Honesty, the External Witness, and Insight
Acharya Prashant argued that accuracy is structural but honesty is always a matter of intent. 'I can build a very accurate system,' he said, 'but honesty is always a choice. It cannot be the output of an architecture.' The ego, he cautioned, is not built to examine itself but to preserve itself — even when reading a book about the ego, it reads only to remain safe.
He stressed the need for an external, neutral witness — 'a mirror standing before you, whether a true friend, a great book, or a teacher who is not a preacher but a mirror.' He offered a line in Hindi, 'kisi par bharosa kar lo, khud par mat karna' (trust anyone, but not yourself), framing it as an invitation to continuous self-testing. The witness, he added, is no substitute for inner honesty: without it, a person simply breaks the mirror.
Closing the substantive exchange, he distinguished thinking from insight. Thinking is a natural property of any system — even bees think and cooperate without language, he noted, referencing his earlier conversation with Professor Lars Chittka of Queen Mary University of London. 'But insight is not an action of the system,' he said. 'Insight is the stepping back of the intruder that distorts the seeing.
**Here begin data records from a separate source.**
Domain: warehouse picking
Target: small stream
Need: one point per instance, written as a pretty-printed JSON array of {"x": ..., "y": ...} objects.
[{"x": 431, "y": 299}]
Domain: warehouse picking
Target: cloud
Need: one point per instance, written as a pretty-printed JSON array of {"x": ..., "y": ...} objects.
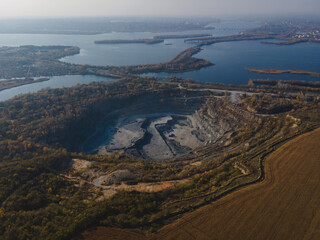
[{"x": 21, "y": 8}]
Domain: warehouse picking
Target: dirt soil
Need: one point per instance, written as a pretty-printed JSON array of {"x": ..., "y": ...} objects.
[{"x": 284, "y": 206}]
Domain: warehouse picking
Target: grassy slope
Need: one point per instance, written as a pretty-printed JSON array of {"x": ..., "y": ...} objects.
[{"x": 284, "y": 206}]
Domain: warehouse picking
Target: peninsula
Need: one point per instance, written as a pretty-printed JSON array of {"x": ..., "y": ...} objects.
[
  {"x": 282, "y": 71},
  {"x": 121, "y": 41}
]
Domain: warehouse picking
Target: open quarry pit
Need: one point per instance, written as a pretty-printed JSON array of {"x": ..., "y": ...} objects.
[{"x": 161, "y": 125}]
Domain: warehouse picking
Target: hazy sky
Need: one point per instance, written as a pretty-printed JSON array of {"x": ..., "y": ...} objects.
[{"x": 51, "y": 8}]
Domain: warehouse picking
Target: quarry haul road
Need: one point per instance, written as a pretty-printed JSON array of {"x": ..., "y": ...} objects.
[{"x": 285, "y": 205}]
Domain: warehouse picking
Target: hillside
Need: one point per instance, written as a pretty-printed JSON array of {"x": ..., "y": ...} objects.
[{"x": 283, "y": 206}]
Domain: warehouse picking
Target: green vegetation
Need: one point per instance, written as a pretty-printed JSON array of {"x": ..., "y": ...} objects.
[{"x": 39, "y": 200}]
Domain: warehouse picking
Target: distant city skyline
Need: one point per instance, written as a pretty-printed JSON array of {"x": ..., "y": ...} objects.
[{"x": 91, "y": 8}]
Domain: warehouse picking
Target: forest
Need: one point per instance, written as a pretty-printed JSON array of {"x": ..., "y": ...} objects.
[{"x": 41, "y": 197}]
The seer does not survive the seeing.'
Q&A, Reactions, and What Comes Next
The question-and-answer round ran well past its allotted time, covering the link between the heart and the brain, consciousness in artificial systems, and the reliability of perception. Professor Fleming noted that the phases of the heartbeat shape sensory contact with the outside world, and suggested that the 'hard problem' of subjective experience may ultimately be a moral rather than a scientific question.
On machine consciousness, Acharya Prashant said what is really being tested is resemblance, and resemblance can always be imitated. 'The first question is whether we ourselves are conscious,' he said.
Speaking to reporters after the event, Acharya Prashant described the two approaches as two sides of the same coin. 'Professor Fleming is examining the car and finding it self-driven,' he said. 'My work is to address that driver directly — the one who says I am the owner of life, I am the doer — and to ask him whether he is real and whether he is needed.'
Acharya Prashant's UK tour also included dialogues with Professor Jonathan Birch, psychologist Dr Melanie Joy, biologist Rupert Sheldrake, and non-dual philosopher Rupert Spira, as well as visits to PETA's London office and Watkins Books. Looking ahead, he confirmed two major engagements in India, a forthcoming book titled 'Being Without Being', and further London engagements under discussion for September or October.